Me apresuré a detener el coche. Lo primero que pasó por mi
imaginación fue que la bestia acababa de destrozar a una persona. Pero en
seguida me di cuenta de que lo que comía era un simple trozo de carne.
Empuñé mi pistola del 7,65, pero me pareció un gesto ridículo. Noté que
me invadía la fiebre del cazador y que no podía volverme atrás. Recordé
que el fusil de mi conductor estaba en la parte trasera del coche. Lo tomé, al
tiempo que las voces excitadas de las personas asomadas a las ventanas
contribuían a aumentar mi emoción. El tigre me miró, mas no prestó a mi
persona la más mínima atención.
Retiré el seguro del arma, tensé mis músculos y apunté. Cesaron de
pronto las voces y me sentí más tranquilo. Fijé la puntería entre los
omoplatos de la fiera, como si se tratara de un ciervo. Mi amor propio de
cazador me vedaba disparar sobre el tigre mientras estaba echado
tranquilamente. Pero, a pesar de todo, disparé una y otra vez.

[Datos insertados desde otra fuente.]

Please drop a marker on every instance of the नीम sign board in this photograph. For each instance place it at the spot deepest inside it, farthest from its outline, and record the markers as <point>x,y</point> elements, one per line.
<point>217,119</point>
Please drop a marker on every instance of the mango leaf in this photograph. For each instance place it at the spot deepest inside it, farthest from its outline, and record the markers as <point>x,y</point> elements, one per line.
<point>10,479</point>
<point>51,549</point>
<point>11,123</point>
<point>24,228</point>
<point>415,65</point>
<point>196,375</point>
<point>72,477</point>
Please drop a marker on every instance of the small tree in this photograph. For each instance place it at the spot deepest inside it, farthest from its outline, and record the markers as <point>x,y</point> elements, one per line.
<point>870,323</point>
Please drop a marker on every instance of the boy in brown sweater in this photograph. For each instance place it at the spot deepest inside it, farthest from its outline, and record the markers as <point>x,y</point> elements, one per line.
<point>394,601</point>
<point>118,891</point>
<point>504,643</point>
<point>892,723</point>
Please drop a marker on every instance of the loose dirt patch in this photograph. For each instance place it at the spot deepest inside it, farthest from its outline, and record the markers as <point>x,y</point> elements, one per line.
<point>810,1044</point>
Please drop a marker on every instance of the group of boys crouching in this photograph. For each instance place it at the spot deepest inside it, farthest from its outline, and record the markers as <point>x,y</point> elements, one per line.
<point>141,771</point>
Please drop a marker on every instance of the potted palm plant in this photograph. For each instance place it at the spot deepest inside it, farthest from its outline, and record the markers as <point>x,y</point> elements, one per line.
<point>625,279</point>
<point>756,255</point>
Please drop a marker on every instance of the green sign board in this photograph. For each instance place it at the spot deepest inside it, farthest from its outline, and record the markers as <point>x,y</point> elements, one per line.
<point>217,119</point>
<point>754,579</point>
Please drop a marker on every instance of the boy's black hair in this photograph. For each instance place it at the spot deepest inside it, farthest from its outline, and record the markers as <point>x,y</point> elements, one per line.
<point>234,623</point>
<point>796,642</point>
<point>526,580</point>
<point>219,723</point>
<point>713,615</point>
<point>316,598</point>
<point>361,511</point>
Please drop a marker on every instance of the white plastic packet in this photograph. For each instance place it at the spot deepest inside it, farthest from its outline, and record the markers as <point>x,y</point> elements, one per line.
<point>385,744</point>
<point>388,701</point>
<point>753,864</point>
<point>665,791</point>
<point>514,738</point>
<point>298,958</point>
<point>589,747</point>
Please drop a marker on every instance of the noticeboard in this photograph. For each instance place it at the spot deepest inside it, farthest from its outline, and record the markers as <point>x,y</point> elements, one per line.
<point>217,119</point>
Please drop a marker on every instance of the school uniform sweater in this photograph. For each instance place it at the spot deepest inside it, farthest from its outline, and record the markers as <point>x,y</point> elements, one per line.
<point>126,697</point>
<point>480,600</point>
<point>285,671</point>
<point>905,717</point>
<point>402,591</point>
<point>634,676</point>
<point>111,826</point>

Extrañamente, el tigre no dejó escapar un solo gruñido. A mí me parecía
imposible no haber hecho blanco. La fiera dejó la carne que sostenía entre
sus zarpas y se levantó pausadamente. Disparé por tercera vez y me di
cuenta de que le había herido. El enorme gato se dobló y cayó al suelo.
Yo tenía la impresión de que era un ser irreal, absurdo. ¡Nunca hubiese
podido imaginar que iría a disparar sobre un tigre en una callejuela de
Bordeaux! Una idea me vino al pensamiento: "¿No he leído en alguna parte
que en la India se cazan los tigres disparando desde un coche? Pero... ¡Yo
no estoy en la India!"
Me encontraba a unos ciento veinte metros de mi presa. Debía
acercarme a ella para rematarla. No sabía qué hacer, si acercarme al tigre o
volver a disparar desde donde me hallaba.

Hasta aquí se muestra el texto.